持参する場合は自宅で採取後20℃~30℃程度に保持して2時間以内に検査を受ければ病院で採取した値とほぼ同様の結果になるといわれています。

その後、場合によっては泌尿器科で精密検査を受けることになります。

男性の精液性状は日によって変動するため、結果があまり芳しくなかった場合でも、再度検査をしてみたら問題ないとされることもあります。

精液検査で異常があったときは泌尿器科で検査

泌尿器科においても、まずは問診を受けて、過去の病歴、勃起や射精等の現在の性生活状況の確認をします。
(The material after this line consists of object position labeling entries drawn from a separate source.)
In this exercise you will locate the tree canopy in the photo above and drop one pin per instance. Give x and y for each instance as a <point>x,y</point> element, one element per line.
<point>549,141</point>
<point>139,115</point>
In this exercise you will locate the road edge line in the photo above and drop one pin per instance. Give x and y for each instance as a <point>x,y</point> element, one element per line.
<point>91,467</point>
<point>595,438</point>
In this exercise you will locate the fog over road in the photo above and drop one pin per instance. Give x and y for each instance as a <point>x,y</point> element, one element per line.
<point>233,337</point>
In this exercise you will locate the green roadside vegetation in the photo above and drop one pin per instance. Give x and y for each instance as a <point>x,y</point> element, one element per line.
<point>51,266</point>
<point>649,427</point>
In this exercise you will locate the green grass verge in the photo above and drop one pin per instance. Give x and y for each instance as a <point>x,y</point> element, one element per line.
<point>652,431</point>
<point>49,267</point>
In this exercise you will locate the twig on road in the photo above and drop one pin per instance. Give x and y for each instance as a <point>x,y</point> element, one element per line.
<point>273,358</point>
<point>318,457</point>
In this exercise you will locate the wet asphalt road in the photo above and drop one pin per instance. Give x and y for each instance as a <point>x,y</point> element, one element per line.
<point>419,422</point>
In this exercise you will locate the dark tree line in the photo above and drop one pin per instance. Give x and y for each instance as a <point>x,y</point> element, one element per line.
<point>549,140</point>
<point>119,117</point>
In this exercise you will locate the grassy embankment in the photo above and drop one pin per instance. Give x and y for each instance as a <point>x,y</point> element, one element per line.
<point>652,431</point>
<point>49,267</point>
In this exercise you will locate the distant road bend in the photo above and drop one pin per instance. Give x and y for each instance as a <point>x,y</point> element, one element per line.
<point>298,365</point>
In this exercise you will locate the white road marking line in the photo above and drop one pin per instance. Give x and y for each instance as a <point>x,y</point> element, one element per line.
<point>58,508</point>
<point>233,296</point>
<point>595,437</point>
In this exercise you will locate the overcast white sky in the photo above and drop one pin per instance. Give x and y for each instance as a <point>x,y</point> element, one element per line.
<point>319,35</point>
その際外陰部の診察、精巣サイズの測定、男性不妊症の原因として多くみられる精索静脈瘤の有無などを触診で行います。

次に、血液中の男性ホルモン(テストステロン)や性腺刺激ホルモン(LH、FSH)、場合によってはプロラクチンなどを調べる内分泌検査を行います。

これによって精液異常の原因を調べることができます。

また、精子の数があまりにも少なかったり無精子症だったりした場合、染色体検査や遺伝子検査を行う場合もあります。
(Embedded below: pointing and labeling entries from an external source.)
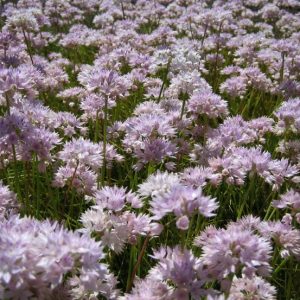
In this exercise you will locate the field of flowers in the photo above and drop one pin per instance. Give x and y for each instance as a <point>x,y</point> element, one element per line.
<point>150,149</point>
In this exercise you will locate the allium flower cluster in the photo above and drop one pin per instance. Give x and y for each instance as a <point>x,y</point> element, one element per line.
<point>39,258</point>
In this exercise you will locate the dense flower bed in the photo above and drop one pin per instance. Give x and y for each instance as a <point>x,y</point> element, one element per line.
<point>150,149</point>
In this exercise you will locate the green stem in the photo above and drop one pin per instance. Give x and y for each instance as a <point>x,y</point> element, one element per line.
<point>104,140</point>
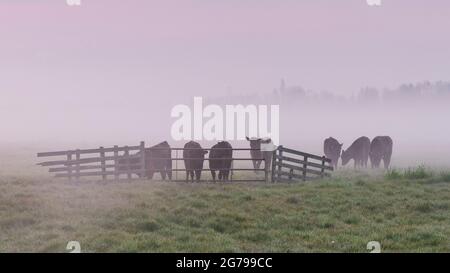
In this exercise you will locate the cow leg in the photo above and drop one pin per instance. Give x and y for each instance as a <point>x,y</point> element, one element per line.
<point>387,162</point>
<point>213,174</point>
<point>198,174</point>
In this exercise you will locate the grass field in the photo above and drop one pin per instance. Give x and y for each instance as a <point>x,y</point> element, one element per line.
<point>405,210</point>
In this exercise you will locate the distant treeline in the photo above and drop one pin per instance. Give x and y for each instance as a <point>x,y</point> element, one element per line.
<point>294,94</point>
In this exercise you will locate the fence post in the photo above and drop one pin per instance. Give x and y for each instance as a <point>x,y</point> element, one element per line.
<point>102,157</point>
<point>69,165</point>
<point>266,170</point>
<point>142,150</point>
<point>128,160</point>
<point>305,166</point>
<point>274,158</point>
<point>116,162</point>
<point>323,167</point>
<point>176,164</point>
<point>280,161</point>
<point>78,164</point>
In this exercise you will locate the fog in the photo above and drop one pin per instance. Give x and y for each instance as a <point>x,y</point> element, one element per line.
<point>109,72</point>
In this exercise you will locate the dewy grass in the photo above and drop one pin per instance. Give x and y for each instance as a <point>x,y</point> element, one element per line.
<point>341,214</point>
<point>418,173</point>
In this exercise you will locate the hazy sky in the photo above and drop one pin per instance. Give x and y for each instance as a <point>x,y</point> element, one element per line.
<point>112,60</point>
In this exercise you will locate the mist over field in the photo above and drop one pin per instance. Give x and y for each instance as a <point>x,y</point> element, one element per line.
<point>109,72</point>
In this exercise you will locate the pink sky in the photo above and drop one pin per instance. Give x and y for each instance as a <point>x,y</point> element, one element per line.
<point>73,61</point>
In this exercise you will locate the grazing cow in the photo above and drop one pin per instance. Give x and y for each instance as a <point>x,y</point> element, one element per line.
<point>332,149</point>
<point>358,151</point>
<point>258,154</point>
<point>381,149</point>
<point>220,160</point>
<point>157,159</point>
<point>193,156</point>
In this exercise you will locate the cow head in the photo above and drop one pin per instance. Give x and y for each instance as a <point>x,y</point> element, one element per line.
<point>345,157</point>
<point>255,143</point>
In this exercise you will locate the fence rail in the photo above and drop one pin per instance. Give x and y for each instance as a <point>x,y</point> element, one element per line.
<point>130,161</point>
<point>288,164</point>
<point>119,161</point>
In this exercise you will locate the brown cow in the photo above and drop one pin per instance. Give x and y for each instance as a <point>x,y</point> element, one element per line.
<point>332,149</point>
<point>381,149</point>
<point>194,156</point>
<point>257,154</point>
<point>358,151</point>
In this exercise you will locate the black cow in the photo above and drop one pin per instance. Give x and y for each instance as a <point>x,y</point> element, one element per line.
<point>332,149</point>
<point>381,149</point>
<point>193,156</point>
<point>358,151</point>
<point>220,160</point>
<point>157,159</point>
<point>257,155</point>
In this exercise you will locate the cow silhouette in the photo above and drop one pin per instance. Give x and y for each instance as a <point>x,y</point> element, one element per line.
<point>332,150</point>
<point>220,160</point>
<point>157,159</point>
<point>257,154</point>
<point>358,151</point>
<point>381,149</point>
<point>194,156</point>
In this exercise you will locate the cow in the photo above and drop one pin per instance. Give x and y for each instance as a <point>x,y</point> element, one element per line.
<point>157,159</point>
<point>381,149</point>
<point>332,150</point>
<point>358,151</point>
<point>257,154</point>
<point>193,155</point>
<point>220,160</point>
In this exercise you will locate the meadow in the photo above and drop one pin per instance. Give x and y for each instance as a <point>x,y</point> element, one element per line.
<point>406,210</point>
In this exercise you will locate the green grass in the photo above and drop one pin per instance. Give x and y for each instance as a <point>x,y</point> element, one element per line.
<point>406,211</point>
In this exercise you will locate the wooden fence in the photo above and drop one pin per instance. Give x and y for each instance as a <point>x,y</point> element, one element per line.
<point>289,164</point>
<point>115,162</point>
<point>105,164</point>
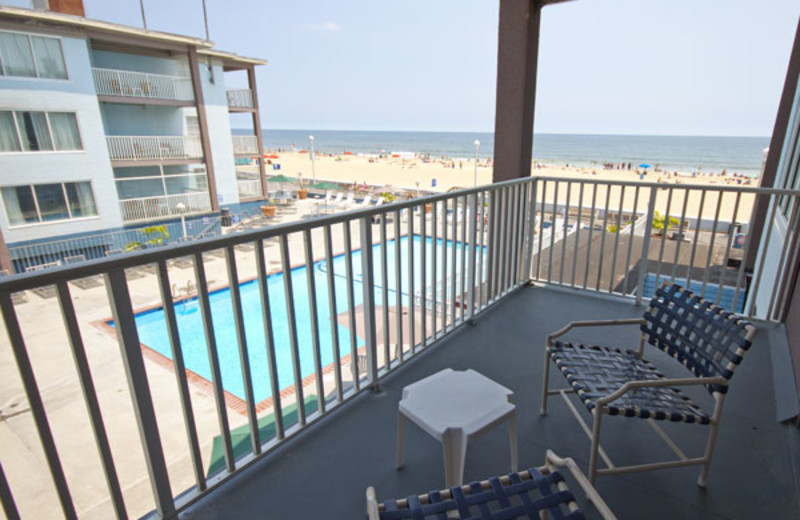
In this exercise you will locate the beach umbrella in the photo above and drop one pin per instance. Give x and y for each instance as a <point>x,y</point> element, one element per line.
<point>282,179</point>
<point>325,185</point>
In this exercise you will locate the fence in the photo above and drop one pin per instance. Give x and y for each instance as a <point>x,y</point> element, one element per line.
<point>150,208</point>
<point>245,144</point>
<point>144,148</point>
<point>114,82</point>
<point>240,98</point>
<point>370,289</point>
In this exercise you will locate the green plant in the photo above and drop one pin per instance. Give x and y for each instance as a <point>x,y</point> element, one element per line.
<point>662,224</point>
<point>155,235</point>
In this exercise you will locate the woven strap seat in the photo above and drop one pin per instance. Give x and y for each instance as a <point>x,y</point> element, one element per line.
<point>595,372</point>
<point>523,495</point>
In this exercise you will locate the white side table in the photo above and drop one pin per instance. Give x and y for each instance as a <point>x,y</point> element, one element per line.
<point>454,407</point>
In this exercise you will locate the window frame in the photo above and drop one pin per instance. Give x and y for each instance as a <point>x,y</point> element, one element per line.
<point>40,221</point>
<point>46,113</point>
<point>3,73</point>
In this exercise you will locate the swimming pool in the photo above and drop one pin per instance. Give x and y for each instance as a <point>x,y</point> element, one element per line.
<point>153,332</point>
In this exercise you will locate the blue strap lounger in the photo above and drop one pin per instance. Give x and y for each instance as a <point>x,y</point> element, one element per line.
<point>525,494</point>
<point>708,340</point>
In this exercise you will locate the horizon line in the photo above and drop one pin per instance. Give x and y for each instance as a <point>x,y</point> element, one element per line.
<point>492,132</point>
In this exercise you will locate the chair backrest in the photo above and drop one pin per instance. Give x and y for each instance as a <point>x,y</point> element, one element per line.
<point>707,339</point>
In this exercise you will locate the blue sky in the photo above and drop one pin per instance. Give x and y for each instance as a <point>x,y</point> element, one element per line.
<point>673,67</point>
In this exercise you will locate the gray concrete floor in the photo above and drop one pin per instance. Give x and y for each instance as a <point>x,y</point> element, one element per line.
<point>324,472</point>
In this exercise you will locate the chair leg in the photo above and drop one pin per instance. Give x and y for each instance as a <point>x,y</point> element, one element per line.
<point>712,439</point>
<point>545,388</point>
<point>597,414</point>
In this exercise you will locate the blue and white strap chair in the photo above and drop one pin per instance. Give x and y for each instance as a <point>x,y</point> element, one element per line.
<point>534,494</point>
<point>708,340</point>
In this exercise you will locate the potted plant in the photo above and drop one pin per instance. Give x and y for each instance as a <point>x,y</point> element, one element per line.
<point>155,236</point>
<point>661,224</point>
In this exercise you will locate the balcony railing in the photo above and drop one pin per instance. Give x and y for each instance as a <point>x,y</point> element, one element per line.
<point>126,83</point>
<point>249,188</point>
<point>240,98</point>
<point>245,144</point>
<point>154,148</point>
<point>151,208</point>
<point>377,286</point>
その他、精子の機能を調べる検査、精嚢や射精管の形態を調べるMRI検査、勃起能力を調べる検査など、状態や病状によって様々な検査が行われます。

男性専門の不妊検査が受けられるところはまだ少ない

最近では男性不妊専門クリニックも出てきましたが、それほど数は多くありません。

精液検査やホルモン検査は産婦人科でも行っているところが多いので、これから受診しようとしている病院ではパートナーと一緒に受けたい検査を受けられるかどうか、検査スケジュールには柔軟に対応してもらえるかなど、事前に確認して受診しましょう。

ただし、産婦人科は女性の患者が圧倒的に多いので、男性が足を踏み入れるのはなかなか積極的になれないという方が多いのも事実です。
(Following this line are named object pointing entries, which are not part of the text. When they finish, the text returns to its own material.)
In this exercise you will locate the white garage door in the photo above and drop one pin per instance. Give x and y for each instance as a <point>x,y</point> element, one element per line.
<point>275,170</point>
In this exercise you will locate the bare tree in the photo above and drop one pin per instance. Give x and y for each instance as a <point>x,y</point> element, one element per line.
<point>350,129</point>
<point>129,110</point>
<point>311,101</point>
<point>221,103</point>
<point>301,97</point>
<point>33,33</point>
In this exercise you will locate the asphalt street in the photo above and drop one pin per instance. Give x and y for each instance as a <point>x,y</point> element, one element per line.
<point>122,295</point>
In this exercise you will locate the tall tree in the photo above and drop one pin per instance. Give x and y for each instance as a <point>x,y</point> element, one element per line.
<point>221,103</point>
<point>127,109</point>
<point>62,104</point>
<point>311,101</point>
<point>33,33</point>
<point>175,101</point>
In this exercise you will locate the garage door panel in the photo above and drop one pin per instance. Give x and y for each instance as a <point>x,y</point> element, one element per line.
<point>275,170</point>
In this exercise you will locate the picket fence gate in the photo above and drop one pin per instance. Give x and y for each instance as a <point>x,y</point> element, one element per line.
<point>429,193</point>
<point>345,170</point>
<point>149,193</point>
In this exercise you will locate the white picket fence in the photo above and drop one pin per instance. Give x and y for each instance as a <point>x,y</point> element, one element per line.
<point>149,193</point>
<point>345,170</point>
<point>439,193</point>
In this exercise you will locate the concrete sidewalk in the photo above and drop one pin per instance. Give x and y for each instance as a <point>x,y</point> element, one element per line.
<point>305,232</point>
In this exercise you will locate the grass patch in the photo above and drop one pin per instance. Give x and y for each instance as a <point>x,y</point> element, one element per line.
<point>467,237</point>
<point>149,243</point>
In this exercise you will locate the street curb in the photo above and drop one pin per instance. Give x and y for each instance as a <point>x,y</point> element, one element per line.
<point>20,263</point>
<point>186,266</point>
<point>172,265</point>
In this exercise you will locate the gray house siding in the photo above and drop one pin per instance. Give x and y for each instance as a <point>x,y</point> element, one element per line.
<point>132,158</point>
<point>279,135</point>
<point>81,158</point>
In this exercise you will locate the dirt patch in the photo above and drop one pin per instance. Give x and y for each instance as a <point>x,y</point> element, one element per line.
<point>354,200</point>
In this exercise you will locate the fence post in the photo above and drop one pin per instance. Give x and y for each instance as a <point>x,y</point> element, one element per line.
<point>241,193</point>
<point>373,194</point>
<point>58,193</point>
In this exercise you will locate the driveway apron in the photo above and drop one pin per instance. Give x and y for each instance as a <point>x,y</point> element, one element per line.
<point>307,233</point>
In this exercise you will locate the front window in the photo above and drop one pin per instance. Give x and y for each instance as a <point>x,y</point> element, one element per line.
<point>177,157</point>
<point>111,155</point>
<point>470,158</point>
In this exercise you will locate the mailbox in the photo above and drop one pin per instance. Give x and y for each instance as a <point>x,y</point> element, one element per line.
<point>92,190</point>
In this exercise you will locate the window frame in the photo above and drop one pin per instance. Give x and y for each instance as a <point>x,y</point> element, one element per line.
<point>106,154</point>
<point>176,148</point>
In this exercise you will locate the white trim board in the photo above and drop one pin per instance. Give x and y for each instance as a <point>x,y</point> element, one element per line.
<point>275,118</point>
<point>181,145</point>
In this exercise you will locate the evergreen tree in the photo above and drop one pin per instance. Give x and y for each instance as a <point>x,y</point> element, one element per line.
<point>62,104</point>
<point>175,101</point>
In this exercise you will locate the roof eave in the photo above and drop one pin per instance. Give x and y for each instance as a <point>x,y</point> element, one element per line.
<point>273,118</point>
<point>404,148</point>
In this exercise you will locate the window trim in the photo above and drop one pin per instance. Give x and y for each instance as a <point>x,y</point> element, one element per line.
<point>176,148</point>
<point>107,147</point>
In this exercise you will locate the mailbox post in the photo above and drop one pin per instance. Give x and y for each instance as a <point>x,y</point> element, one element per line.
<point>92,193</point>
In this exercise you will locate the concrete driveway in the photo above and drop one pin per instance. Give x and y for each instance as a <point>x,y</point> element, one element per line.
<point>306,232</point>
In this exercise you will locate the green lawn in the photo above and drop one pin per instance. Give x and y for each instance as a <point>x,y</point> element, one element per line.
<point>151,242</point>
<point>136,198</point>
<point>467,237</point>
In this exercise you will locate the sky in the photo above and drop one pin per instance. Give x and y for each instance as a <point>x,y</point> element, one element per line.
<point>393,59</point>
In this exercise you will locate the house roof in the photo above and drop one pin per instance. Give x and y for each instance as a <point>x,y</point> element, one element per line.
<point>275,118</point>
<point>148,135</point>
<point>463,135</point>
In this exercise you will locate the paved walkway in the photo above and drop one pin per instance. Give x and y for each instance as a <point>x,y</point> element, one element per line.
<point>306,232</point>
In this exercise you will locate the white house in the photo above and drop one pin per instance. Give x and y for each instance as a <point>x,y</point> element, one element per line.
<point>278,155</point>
そのため、最初に不妊症の検査を受ける病院を決める時に、夫婦一緒に検査を受けることも考えて病院を選ぶのが良いでしょう。

様々な検査を通しても、原因がわからないことも!

様々な検査を通しても、原因がわからないことも!

不妊症には多種多様な原因があり、一通りの検査をしても原因がわからないこともしばしばあります。

同じ検査でも時期によって調べられる内容が異なったり、それぞれの検査ごとに時間も費用もかかり、身体への侵襲や負担が伴うものもあるものです。

また、受ける病院によってかかる費用は様々なため、保険適応の検査のなかでも差があるだけでなく、保険適応外の検査になると金額が万単位で変わってくる可能性もありえます。

ですから、不妊症検査の流れや内容を踏まえて、自分がどこまで検査をするのかある程度意思を固めておくことも重要です。

検査内容や費用、リスクについてしっかりと医師から説明を受けて確認し、納得したうえで検査に臨むようにしましょう。